Yes, it is true.  Bond Request Forms are the gift that keeps giving because you get the opportunity to do one as each bond comes up.  So, considering these forms are not going away, let’s get comfortable with them.

Why Needed

The Bond Request Form is a summary of key factors concerning the specific contract and bond in question. The form is used for both Bids and “Final” bonds (Performance & Payment). It covers basics such as the name of the contractor and obligee, description of the work and the specific bonding requirements.

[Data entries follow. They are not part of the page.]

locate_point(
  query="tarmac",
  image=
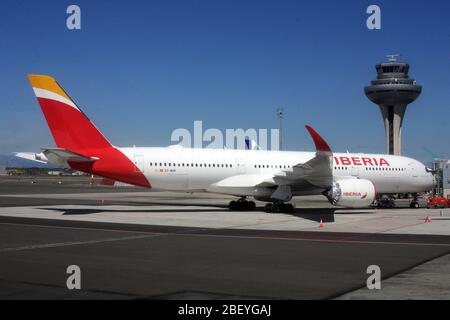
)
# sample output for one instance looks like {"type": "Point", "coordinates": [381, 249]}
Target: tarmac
{"type": "Point", "coordinates": [134, 244]}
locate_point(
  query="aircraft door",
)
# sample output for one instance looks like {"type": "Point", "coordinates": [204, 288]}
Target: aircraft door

The form is used for underwriting and administrative purposes.  The underwriters review the details and may literally sign their approval on the form.  The admin staff will type the bond based on the Request Form – so completeness and accuracy are crucial.

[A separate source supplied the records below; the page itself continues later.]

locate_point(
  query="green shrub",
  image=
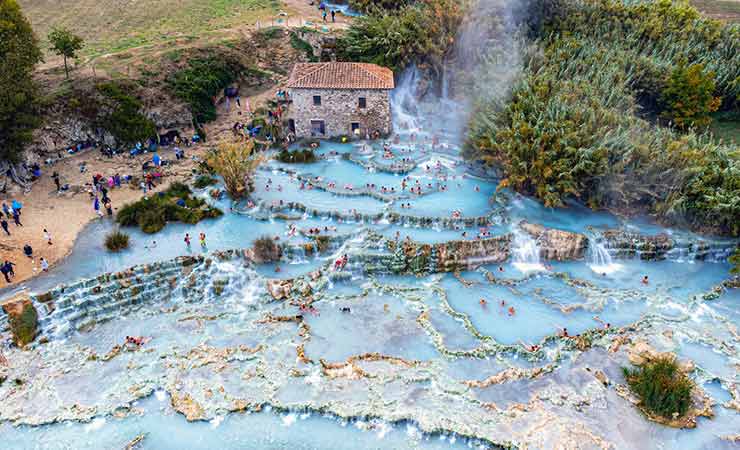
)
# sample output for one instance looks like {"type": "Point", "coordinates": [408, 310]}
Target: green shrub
{"type": "Point", "coordinates": [23, 326]}
{"type": "Point", "coordinates": [200, 81]}
{"type": "Point", "coordinates": [120, 114]}
{"type": "Point", "coordinates": [661, 386]}
{"type": "Point", "coordinates": [203, 181]}
{"type": "Point", "coordinates": [152, 213]}
{"type": "Point", "coordinates": [367, 6]}
{"type": "Point", "coordinates": [573, 125]}
{"type": "Point", "coordinates": [419, 33]}
{"type": "Point", "coordinates": [116, 241]}
{"type": "Point", "coordinates": [266, 250]}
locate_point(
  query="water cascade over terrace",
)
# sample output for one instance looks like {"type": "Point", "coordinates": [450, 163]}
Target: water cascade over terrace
{"type": "Point", "coordinates": [441, 331]}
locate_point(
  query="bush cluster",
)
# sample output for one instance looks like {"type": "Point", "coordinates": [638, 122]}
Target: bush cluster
{"type": "Point", "coordinates": [574, 125]}
{"type": "Point", "coordinates": [200, 81]}
{"type": "Point", "coordinates": [120, 114]}
{"type": "Point", "coordinates": [661, 386]}
{"type": "Point", "coordinates": [152, 213]}
{"type": "Point", "coordinates": [203, 181]}
{"type": "Point", "coordinates": [420, 33]}
{"type": "Point", "coordinates": [115, 241]}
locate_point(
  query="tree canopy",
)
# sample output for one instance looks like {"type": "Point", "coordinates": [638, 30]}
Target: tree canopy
{"type": "Point", "coordinates": [66, 44]}
{"type": "Point", "coordinates": [19, 53]}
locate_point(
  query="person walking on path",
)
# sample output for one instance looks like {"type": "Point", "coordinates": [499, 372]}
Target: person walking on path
{"type": "Point", "coordinates": [5, 270]}
{"type": "Point", "coordinates": [17, 206]}
{"type": "Point", "coordinates": [96, 207]}
{"type": "Point", "coordinates": [55, 177]}
{"type": "Point", "coordinates": [9, 267]}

Let’s break it down and go over some key areas:

  • The Principal is the contractor and the Obligee is the party paying for the work.  Sometimes the word “Owner” is used interchangeably with Obligee. If you see Owner on the Bond Request, it is not asking for the name of the owner of the construction company; it means “Obligee.”
  • The description of the work should read as stated on the related contract or bid invitation.  If you are bonding a roofing contract, the description should not be “4th Avenue Elementary School.” It should say “…roofing…”  On a final bond such errors are embarrassing. In a bid situation an incorrect job description could result in a bid protest (by the second bidder) and loss of an award.
  • For Bid Bonds, show the estimated contract price (ECP), not the actual bid amount.  This is to protect the bid confidentiality.  Sometimes we bond more than one contractor on the same bid.
  • Always submit a sufficiently high ECP to allow room for a last minute bid increase. (See Secret # 8.)
  • Show the actual bid date, not the day before for “safety.”
  • Bid results are important to show if they are available.  Typically they are on public work.
  • When indicating the final bond requirements, do not indicate “100% P&P” unless the spec actually calls for this.  Some projects require a Performance Bond but no Payment.  It would be important to not automatically issue a Payment Bond, since they are the most frequent source of surety claims. The Principal and Surety should never voluntarily assume this risk.
  • Work On Hand: The current WOH figure is comprised of the “estimated cost to complete” of all open work – excluding the project in question.
  • Be sure to fully complete the form, include required attachments and sign if necessary.
  • Points of interest:
    • Sureties are usually reluctant to provide a 125% P&P Bond.
    • If the bond is for less than 100% of the contract amount, there may be no reduction in the bond cost.

Bond Request Forms: We love them and you should too!  Every one is a chance to serve your client and  make money.